Taxing Digital Platforms
By the end of the 20th century, international tax law was a dinosaur: outdated, outmoded, and inadequate at collecting and allocating the taxing rights to the activities of multinational enterprises (MNEs), particularly activity associated with the digital economy. Scholars often observed that the basic structure and conceptual apparatus of international taxation were roughly a hundred years old and had mostly undergone only modest tweaks and adjustments in the intervening century. But the diagnosis of the system’s ills by tax scholars was never enough to trigger a re-evaluation of the fundamentals of international tax by lawmakers, and it took the global recession and financial crisis beginning in 2008 to motivate that reconsideration.
In a history well-told by Professor Ruth Mason, the social, economic and budget stresses of the Great Recession placed corporate tax avoidance under heightened scrutiny, and a series of sensational public hearings and investigations helped mobilize public opinion to provide the political impetus for international tax reform.
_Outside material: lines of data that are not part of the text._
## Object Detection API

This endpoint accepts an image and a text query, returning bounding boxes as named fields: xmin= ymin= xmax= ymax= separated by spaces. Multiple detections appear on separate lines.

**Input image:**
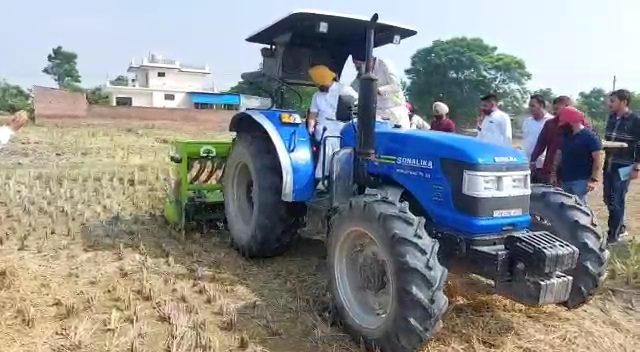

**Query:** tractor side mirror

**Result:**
xmin=336 ymin=95 xmax=358 ymax=122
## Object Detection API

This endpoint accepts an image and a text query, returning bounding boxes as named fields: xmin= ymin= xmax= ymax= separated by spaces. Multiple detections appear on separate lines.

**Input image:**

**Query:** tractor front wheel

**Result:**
xmin=223 ymin=133 xmax=304 ymax=258
xmin=328 ymin=195 xmax=448 ymax=352
xmin=530 ymin=185 xmax=609 ymax=309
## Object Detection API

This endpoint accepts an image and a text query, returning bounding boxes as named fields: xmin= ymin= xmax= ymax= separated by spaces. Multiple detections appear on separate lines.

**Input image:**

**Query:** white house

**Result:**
xmin=105 ymin=54 xmax=271 ymax=109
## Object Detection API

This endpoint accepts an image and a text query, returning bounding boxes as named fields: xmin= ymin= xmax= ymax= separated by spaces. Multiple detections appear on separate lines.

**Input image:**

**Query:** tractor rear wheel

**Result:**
xmin=530 ymin=185 xmax=609 ymax=309
xmin=223 ymin=133 xmax=304 ymax=258
xmin=328 ymin=195 xmax=448 ymax=352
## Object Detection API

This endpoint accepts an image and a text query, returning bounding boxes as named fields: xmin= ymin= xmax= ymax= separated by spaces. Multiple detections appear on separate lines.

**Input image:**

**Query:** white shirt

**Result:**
xmin=522 ymin=113 xmax=553 ymax=169
xmin=309 ymin=82 xmax=358 ymax=125
xmin=476 ymin=109 xmax=513 ymax=147
xmin=351 ymin=58 xmax=407 ymax=115
xmin=411 ymin=114 xmax=431 ymax=130
xmin=0 ymin=126 xmax=13 ymax=149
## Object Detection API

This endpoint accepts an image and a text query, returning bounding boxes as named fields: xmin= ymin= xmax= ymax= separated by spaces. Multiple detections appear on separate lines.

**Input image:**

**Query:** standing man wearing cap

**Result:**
xmin=477 ymin=94 xmax=513 ymax=147
xmin=522 ymin=94 xmax=553 ymax=183
xmin=431 ymin=101 xmax=456 ymax=132
xmin=351 ymin=41 xmax=411 ymax=129
xmin=529 ymin=95 xmax=590 ymax=185
xmin=0 ymin=110 xmax=29 ymax=148
xmin=602 ymin=89 xmax=640 ymax=243
xmin=407 ymin=102 xmax=431 ymax=131
xmin=307 ymin=65 xmax=358 ymax=190
xmin=552 ymin=106 xmax=602 ymax=204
The result was a multilateral effort to combat corporate tax avoidance coordinated thorough the Organization for Economic Cooperation and Development (OECD) known as the “Base Erosion and Profit Shifting” (BEPS) project. In the United States, the influence of BEPS can be seen in the 2016 version of the U.S. model income tax treaty and in the dramatic changes made in 2017 to the Internal Revenue Code, changes that introduced tax practitioners to a slew of new tax concepts with now familiar acronyms such as the Base Erosion and Anti-Abuse Tax (BEAT), Global Intangible Low-Taxed Income (GILTI), and Foreign-Derived Intangible Income (FDII).
The BEPS project focused on how gaps and mismatches across national tax regimes created opportunities for corporate income tax avoidance, but it did not deal with some of the most fundamental and growing grievances with the international tax system. Specifically, BEPS did not address discontent— particularly in Europe—with the effects of international tax competition and with the longstanding rules for allocating tax rights over the enormous profits of large digital platforms such as Google, Facebook, and Amazon. These companies had been able to enjoy low rates of taxation overall and to pay almost no tax in countries where they had no physical presence, even if they had many users in those countries.
With these issues still unresolved as of 2018, the European Commission, along with the United Kingdom and national governments in Europe and around the world, began to unilaterally announce novel taxes—digital services taxes or “DSTs”—on the revenue of digital platforms derived from the platforms’ users in those jurisdictions. Many of the taxes have deferred effective dates and, in the case of the EU tax proposals, were adopted to provoke a multilateral solution to the problem of allocating taxing rights. And the European DSTs have spurred action by the OECD and G20 countries, which are currently managing a “BEPS 2.0” process designed to coordinate a global effort to implement a global minimum tax on corporate profits and allocate some income from large multinationals to jurisdictions where their users are located.
The most important tax issues facing digital platforms have to do with the outcome of BEPS 2.0, whether a multilateral agreement that includes the United States will be reached or if, instead, a global patchwork of DSTs will apply to digital platforms’ activities. We provide more detail about what is at stake in Part I. But, for tax law scholars, there is another interesting aspect to the appearance of DSTs too. As the other essays in this Symposium illustrate, the rise of big tech has generated a set of regulatory and political challenges of which tax is only one. The adoption of DSTs is not only about the fair allocation of taxing rights, but also economic competition between the U.S. and the EU, anxiety over the effects of digital platforms on society, and antitrust/competition concerns about the economic power of the tech giants.
Emerging as they have from such a diverse set of regulatory and political concerns, and from the minds of politicians rather than tax scholars, it is unsurprising that DSTs do not easily fit within the existing international tax architecture. DSTs provides an interesting illustration of how tax scholarship grapples with a novel tax, oscillating between trying to shoehorn the tax into existing legal categories and providing familiar justifications from within the dominant tax theory discourses, or allowing the tax to introduce new concepts and new justifications.